G. E. Squier
Más de Peru: Incidents of travel and Exploration in the Land of the Incas(1877);

“Desde arriba se llega al puente, que parece un simple hilo, por una senda que en uno de los lados traza una línea delgada y blanca en la cara de la montaña y por la cual el viajero más audaz puede vacilar en aventurarse a bajar. Al otro lado la senda desaparece de inmediato detrás de una repisa rocosa, en la que hay espacio justo para la choza del guardían del puente, y atraviesa luego un oscuro túnel (las fotos de este túnel aparecen en un post anterior) cortado en la roca, del que emerge para trazar su línea de muchos empinados y aburridos zigzags (en Curahuasi esta sección es conocida como “Siete Vueltas”) cara arriba de la montaña. Es habitual que el viajero regule su viaje del día para llegar al puente temprano por la mañana, antes de que se presenten los fuertes vientos, pues durante la mayor parte del día barren con gran fuerza el cañón del Apurímac y entonces el puente oscila como una hamaca gigantesca y es casi imposible atravesarlo.
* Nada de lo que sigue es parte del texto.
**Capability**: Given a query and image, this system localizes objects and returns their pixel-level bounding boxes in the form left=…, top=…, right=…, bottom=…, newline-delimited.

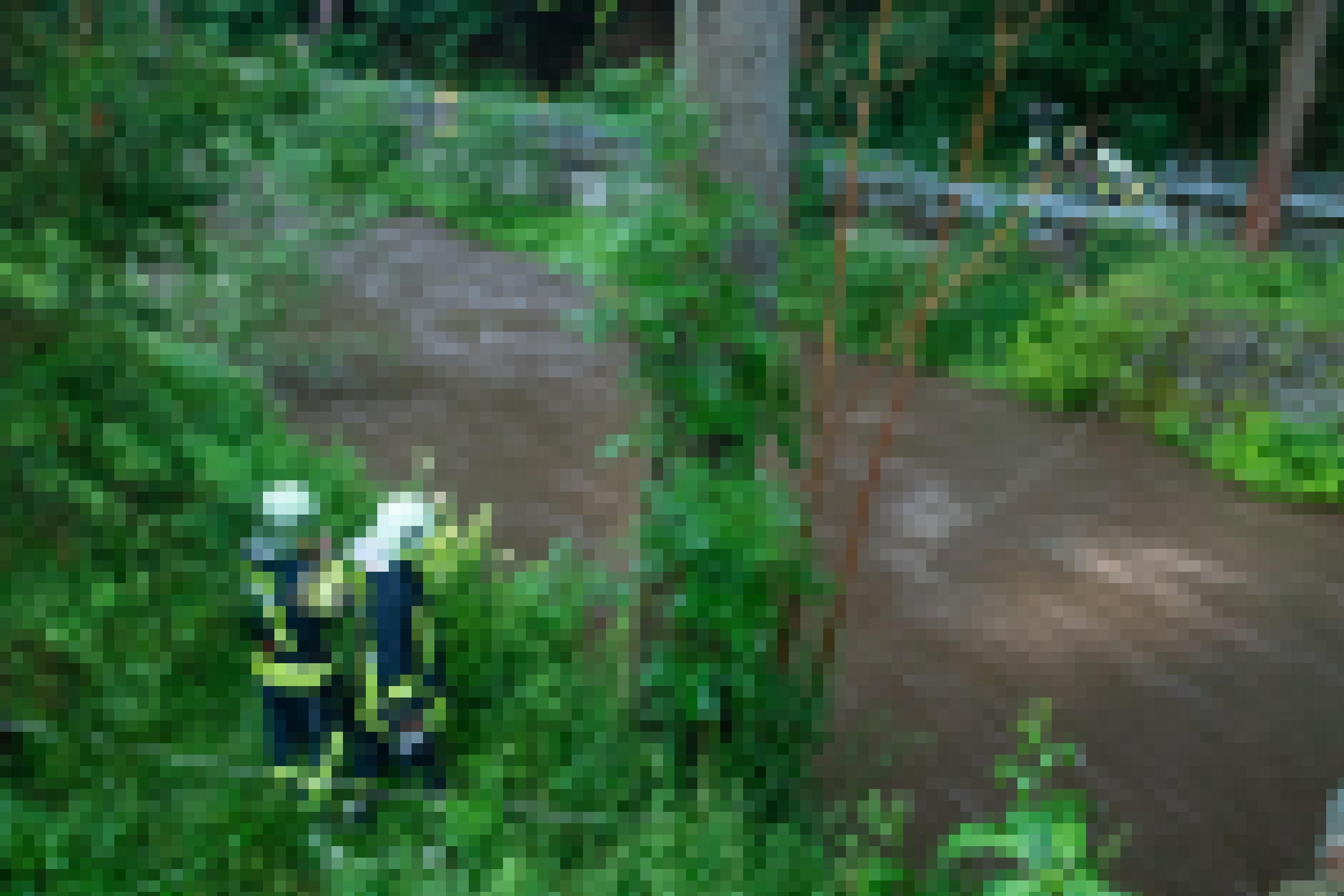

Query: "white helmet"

(…) Meciéndose a gran altura en una graciosa curva, entre losprecipicios de ambos lados, con aspecto maravillosamente frágil y sutíl, estaba el famoso Puente del Apurímac.
Medimos cuidadosamente el largo y la altura del puente y comprobamos que tenía 45 metros de longitud, de amarra a amarra, y que en su parte más baja estaba a 35 metros sobre le río. Markham, que lo cruzó en 1855, estimó el largo en 27 metros y la altura en 9 metros.”